If only she would die.
I think of Carrie Grethen as a human virus that can’t be eradicated. All it does is mutate into the next variant, each one crueler and wilier than the last. I send Benton a text without mentioning where we are or other details. He requires no update from me, knowing far more than I ever will about what’s going on. I tell him I’m checking in to see how he is. I’m thinking of him.
Heard it’s not been a pleasant flight, he writes back.
No fun but better now.
How’s Marino?
A little green around the gills, I type while making sure Marino isn’t looking on. We’re ok. But disturbing things are happening. Not sure what you’ve heard. I have little doubt that Benton knows exactly who I’m concerned about.
We’ll talk soon, he replies, and I hope that’s true.
“Hello? Hey!” Marino’s voice booms in my headset as he waves a hand, gesturing to the cameras. “You guys up?” He’s hoping Tron or Lucy might decide to answer, and they don’t. “You think they’re still awake?” He directs this at me. “Because I sure as hell hope AI isn’t flying this bucket.”
The sun smolders over the York River, burnishing it gold. A fishing pier, a gray wooden footbridge snake through marshland at Denbigh Park, and I recognize the modern brick and glass airport in Newport News flowing by. The Hampton Coliseum seems to hover like a concrete mothership in the waning light, and I know where we are. But not our destination.
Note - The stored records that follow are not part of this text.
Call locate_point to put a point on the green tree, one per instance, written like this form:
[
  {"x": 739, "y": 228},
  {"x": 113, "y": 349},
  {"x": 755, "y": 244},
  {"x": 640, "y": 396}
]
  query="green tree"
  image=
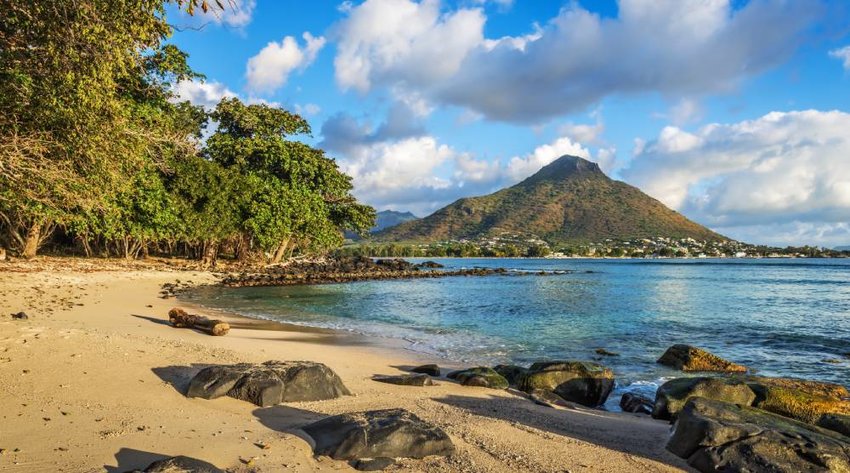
[
  {"x": 70, "y": 130},
  {"x": 299, "y": 199}
]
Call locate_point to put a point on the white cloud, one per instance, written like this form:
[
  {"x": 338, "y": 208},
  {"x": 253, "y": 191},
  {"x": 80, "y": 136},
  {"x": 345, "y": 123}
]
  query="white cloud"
[
  {"x": 404, "y": 168},
  {"x": 685, "y": 111},
  {"x": 204, "y": 93},
  {"x": 309, "y": 109},
  {"x": 270, "y": 68},
  {"x": 782, "y": 168},
  {"x": 843, "y": 54},
  {"x": 675, "y": 47}
]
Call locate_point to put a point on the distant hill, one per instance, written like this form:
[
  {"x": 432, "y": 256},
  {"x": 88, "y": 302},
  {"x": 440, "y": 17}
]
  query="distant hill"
[
  {"x": 391, "y": 218},
  {"x": 569, "y": 200}
]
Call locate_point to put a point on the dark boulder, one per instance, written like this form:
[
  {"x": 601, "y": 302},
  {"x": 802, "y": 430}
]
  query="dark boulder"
[
  {"x": 389, "y": 433},
  {"x": 586, "y": 383},
  {"x": 430, "y": 265},
  {"x": 181, "y": 464},
  {"x": 804, "y": 400},
  {"x": 836, "y": 423},
  {"x": 717, "y": 436},
  {"x": 406, "y": 380},
  {"x": 604, "y": 352},
  {"x": 672, "y": 396},
  {"x": 373, "y": 464},
  {"x": 512, "y": 373},
  {"x": 430, "y": 370},
  {"x": 480, "y": 376},
  {"x": 689, "y": 358},
  {"x": 268, "y": 383},
  {"x": 635, "y": 403}
]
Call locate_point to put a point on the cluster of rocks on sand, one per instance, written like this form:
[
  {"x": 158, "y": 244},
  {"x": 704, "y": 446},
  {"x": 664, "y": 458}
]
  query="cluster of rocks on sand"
[
  {"x": 349, "y": 269},
  {"x": 728, "y": 422}
]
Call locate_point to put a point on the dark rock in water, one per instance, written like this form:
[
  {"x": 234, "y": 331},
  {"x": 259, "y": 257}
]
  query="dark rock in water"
[
  {"x": 717, "y": 436},
  {"x": 373, "y": 464},
  {"x": 268, "y": 383},
  {"x": 406, "y": 380},
  {"x": 804, "y": 400},
  {"x": 672, "y": 396},
  {"x": 604, "y": 352},
  {"x": 586, "y": 383},
  {"x": 836, "y": 422},
  {"x": 430, "y": 265},
  {"x": 689, "y": 358},
  {"x": 395, "y": 264},
  {"x": 430, "y": 370},
  {"x": 480, "y": 376},
  {"x": 181, "y": 464},
  {"x": 549, "y": 399},
  {"x": 635, "y": 403},
  {"x": 512, "y": 373},
  {"x": 390, "y": 433}
]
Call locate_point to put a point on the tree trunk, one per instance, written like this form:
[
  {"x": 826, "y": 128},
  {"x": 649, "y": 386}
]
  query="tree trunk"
[
  {"x": 179, "y": 318},
  {"x": 280, "y": 252},
  {"x": 32, "y": 241},
  {"x": 210, "y": 254}
]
I have no clue until I see the flashing red beacons on top of the colossal sawhorse-shaped gantry etched against the darkening sky. The Doomsday Bird thunders in low and slow as we near NASA Langley Research Center. The Aeronautical and Space Administration’s oldest campus dates back to the days of the Wright brothers. It’s where Neil Armstrong and Buzz Aldrin trained to walk on the moon.
“What the hell are we coming here for?” Marino is baffled, and I don’t have an answer.
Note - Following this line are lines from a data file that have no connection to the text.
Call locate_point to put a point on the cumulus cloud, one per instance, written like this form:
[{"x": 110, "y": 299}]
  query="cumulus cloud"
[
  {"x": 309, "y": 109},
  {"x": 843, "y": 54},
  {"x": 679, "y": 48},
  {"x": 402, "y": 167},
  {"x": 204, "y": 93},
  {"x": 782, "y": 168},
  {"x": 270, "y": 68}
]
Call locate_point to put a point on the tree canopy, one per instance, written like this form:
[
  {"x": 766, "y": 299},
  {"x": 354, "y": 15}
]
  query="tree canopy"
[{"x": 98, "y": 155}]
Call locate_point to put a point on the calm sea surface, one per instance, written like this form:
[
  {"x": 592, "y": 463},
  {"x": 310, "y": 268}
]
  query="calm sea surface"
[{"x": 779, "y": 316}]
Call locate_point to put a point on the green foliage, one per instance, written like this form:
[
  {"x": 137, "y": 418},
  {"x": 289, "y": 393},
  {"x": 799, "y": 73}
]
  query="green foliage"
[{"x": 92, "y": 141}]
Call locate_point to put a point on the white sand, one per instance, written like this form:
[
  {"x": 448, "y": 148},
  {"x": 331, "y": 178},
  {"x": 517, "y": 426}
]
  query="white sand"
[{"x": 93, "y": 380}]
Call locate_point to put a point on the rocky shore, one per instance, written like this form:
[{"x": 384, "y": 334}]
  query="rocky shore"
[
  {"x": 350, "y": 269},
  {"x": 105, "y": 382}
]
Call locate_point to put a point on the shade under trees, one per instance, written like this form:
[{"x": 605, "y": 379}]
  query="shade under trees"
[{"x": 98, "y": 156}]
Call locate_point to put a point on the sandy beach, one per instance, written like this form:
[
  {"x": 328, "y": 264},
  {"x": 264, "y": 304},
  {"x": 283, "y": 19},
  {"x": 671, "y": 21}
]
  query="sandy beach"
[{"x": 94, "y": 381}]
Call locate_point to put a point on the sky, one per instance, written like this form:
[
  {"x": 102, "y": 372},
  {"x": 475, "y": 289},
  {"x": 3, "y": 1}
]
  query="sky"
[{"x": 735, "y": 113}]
Streetlights blink on below, the wind tunnels powered by massive white metal vacuum spheres that remind me of giant balloons. We lumber past a red-and-white-striped water tower, a tall stack in the distance gushing smoke and fire. The dull silver aircraft hangar glints into view, some ten stories high with a white radome on the roof, and we swoop around it, slowing into a hover.
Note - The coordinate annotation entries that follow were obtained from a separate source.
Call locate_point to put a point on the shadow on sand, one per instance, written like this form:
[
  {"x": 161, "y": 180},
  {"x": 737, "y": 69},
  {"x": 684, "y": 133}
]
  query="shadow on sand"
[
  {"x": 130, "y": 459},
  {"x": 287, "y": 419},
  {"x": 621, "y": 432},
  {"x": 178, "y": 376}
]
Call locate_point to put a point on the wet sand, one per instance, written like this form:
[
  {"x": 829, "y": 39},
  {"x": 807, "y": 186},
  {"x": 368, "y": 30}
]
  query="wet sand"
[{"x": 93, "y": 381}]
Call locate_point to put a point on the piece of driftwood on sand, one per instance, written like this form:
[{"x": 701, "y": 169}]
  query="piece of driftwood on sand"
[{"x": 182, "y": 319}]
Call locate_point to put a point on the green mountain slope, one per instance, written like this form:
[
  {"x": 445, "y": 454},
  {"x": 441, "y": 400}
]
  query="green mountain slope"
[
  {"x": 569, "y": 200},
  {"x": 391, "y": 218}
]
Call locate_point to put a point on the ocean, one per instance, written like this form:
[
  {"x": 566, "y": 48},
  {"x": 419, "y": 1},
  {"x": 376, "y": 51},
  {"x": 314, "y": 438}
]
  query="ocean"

Lights on tall poles are bright on the ramp and in the parking lot where a van and an SUV wait with headlights burning. Beyond is Langley Air Force Base, the long runway outlined in diamond-white lights. An F-22 Raptor fighter jet takes off while two others wait on the taxiway, streams of exhaust shimmering. We set down on the tarmac, the landing lights flaring on the NASA blue-and-red logo, faded on old aluminum siding.
Lucy shuts down, cutting the engines, braking the rotor blades, and the SUV and van rush in. The driver’s doors open, two soldiers in camouflage jumping out, heavily armed and in tactical gear. Their comrades emerge from the passenger doors, cradling submachine guns and wearing earpieces. We climb out of the helicopter, and Lucy retrieves the jump-out bags but not our Pelican cases.
“You won’t need your gear,” she explains.
Marino and I settle into the SUV’s third row of seats, Lucy and Tron in front of us, and we’re driven away. Around the north end of the airfield, we stop at the Armistead Gate, where the military police are expecting us. They confer briefly with our drivers while shining flashlights on ID badges. I can’t hear all of what they’re saying over the rumble of engines but it’s obvious they’re aware of our morbid cargo.
A K-9 handler begins to circle with a Belgian Malinois, checking for explosives and who knows what. Guards peer through our rolled-down windows, shining their lights, making sure we look like our photographs. They check the undercarriage with long-handled mirrors as drones orbit overhead. We’re waved through and wished a good night, the setting sun molten.